Responsible Disclosure
Policy

This web page represents a legal document with terms and conditions applicable to all individuals who intend to research information security vulnerabilities on Appfarm AS assets. Upon the attempt to uncover vulnerabilities, you are referred to as a “Researcher” and you are bound by and are obligated to comply with the Researcher Terms and Conditions provided on this page.

If you believe that you have found any vulnerabilities on assets defined in the scope, a thorough report can be submitted to security@appfarm.io

A member of our security team will then review the report, and get back to you normally within a week. Depending on the criticality of the report, response time will vary.
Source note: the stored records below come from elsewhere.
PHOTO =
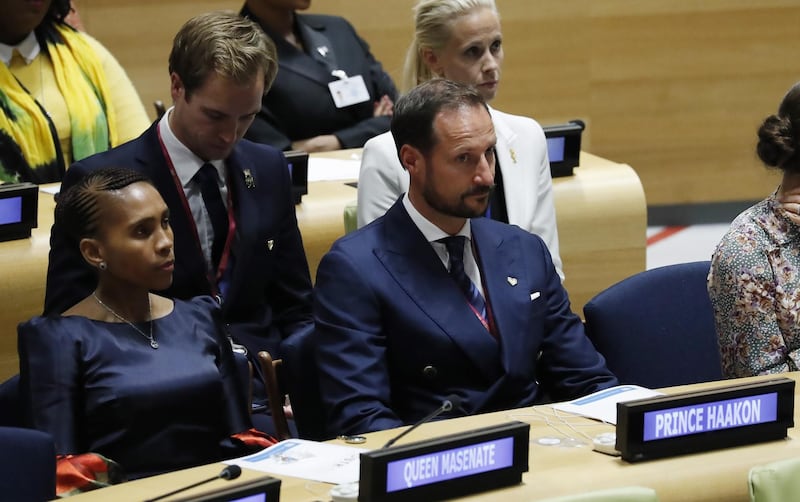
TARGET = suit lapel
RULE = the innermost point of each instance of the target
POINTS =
(411, 260)
(235, 165)
(505, 284)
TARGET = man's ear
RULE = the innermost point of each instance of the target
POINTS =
(92, 251)
(411, 159)
(433, 62)
(176, 88)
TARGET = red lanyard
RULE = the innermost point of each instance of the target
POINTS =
(223, 261)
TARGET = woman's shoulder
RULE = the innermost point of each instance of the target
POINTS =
(55, 326)
(203, 306)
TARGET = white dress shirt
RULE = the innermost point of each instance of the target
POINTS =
(186, 165)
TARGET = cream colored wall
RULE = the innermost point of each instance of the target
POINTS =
(675, 89)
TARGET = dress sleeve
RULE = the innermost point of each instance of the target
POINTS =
(50, 375)
(742, 289)
(544, 218)
(380, 179)
(131, 116)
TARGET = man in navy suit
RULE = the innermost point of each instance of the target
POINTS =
(236, 234)
(402, 322)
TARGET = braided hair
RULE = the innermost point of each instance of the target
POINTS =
(78, 209)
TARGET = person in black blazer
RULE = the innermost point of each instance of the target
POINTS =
(299, 111)
(261, 277)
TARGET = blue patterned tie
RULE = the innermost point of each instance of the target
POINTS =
(209, 187)
(455, 250)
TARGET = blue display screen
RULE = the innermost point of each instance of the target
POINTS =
(713, 416)
(10, 210)
(449, 464)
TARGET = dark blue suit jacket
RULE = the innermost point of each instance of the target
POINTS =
(299, 103)
(396, 336)
(269, 297)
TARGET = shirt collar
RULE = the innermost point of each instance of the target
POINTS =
(185, 162)
(28, 49)
(431, 232)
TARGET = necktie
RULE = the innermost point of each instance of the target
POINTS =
(209, 188)
(455, 250)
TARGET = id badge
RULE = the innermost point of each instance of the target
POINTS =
(348, 91)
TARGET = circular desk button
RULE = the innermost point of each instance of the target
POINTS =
(352, 439)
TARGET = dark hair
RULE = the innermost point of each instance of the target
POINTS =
(59, 9)
(46, 32)
(77, 209)
(778, 144)
(225, 43)
(415, 111)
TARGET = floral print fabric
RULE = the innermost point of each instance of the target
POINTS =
(754, 286)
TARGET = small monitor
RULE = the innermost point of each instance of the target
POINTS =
(298, 169)
(564, 146)
(19, 210)
(265, 489)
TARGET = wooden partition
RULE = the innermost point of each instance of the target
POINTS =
(674, 88)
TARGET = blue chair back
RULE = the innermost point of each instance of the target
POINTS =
(27, 465)
(10, 404)
(656, 328)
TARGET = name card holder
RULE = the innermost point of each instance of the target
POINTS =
(691, 422)
(19, 210)
(449, 466)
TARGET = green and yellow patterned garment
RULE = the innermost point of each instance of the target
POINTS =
(29, 146)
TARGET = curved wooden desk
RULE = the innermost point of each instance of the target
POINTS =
(554, 470)
(601, 213)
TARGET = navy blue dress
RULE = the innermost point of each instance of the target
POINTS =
(99, 387)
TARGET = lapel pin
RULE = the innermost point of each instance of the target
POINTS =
(249, 181)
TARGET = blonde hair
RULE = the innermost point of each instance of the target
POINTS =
(432, 29)
(225, 43)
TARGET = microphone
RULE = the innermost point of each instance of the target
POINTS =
(452, 401)
(228, 473)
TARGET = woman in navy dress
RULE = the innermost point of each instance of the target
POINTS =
(140, 379)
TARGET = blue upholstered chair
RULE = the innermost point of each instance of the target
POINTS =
(656, 328)
(27, 465)
(10, 405)
(302, 382)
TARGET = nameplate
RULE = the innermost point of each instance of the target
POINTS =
(564, 147)
(727, 416)
(19, 210)
(449, 466)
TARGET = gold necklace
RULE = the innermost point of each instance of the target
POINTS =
(153, 342)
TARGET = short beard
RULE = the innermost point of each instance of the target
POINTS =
(460, 210)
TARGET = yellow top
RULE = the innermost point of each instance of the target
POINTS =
(39, 79)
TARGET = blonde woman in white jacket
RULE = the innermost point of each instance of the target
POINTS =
(461, 40)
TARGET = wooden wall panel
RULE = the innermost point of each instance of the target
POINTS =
(675, 89)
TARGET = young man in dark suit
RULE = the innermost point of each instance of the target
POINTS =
(432, 299)
(230, 200)
(321, 59)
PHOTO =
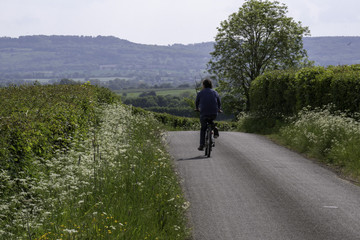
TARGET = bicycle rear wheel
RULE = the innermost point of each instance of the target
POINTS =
(208, 142)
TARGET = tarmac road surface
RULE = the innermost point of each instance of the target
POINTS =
(251, 188)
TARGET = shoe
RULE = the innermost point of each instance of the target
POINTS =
(216, 133)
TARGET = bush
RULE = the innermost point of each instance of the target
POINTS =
(280, 93)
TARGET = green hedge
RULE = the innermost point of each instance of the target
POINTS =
(37, 121)
(273, 93)
(287, 92)
(172, 122)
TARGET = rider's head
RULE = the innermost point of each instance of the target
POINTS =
(207, 83)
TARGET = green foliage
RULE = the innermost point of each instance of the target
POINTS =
(280, 93)
(116, 184)
(174, 123)
(259, 37)
(36, 121)
(333, 138)
(272, 94)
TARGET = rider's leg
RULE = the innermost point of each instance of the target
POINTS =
(202, 131)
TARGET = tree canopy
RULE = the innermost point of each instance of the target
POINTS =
(257, 38)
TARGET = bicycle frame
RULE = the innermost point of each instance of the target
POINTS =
(209, 138)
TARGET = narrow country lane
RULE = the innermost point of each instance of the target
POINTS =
(251, 188)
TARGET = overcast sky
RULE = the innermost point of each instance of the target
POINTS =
(161, 22)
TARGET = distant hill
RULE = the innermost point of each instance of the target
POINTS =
(333, 50)
(54, 57)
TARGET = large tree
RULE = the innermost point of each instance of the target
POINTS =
(257, 38)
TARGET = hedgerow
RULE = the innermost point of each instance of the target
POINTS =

We’re always interested in hearing about any reproducible vulnerability that affects the security of users, including:

• Remote Code Execution (RCE)
• SQL Injection (SQLi)
• Server Side Request Forgery (SSRF)
• Cross Site Request Forgery (CSRF)
• Cross Site Scripting (XSS)
  ‍

We are generally not interested in reports pointing out the following issues: 

• HTTP sniffing or HTTP tampering exploits
• Open API endpoints serving public data
• Brute force, DoS, DDoS, phishing, text injection, or social engineering attacks.
• Output from automated scans
• Clickjacking with minimal security implications
  
• Missing DMARC records

Currently all appfarm services running on the following domain and subdomains:
‍

• appfarm.io
• *.appfarm.io

Note that potential problems with our sub-processors will be forwarded to the responsible party, for them to evaluate the report.

We currently do not have any set prices for reports that we receive, but do offer some Appfarm merchandise if we believe that a report provides valuable information for our organization.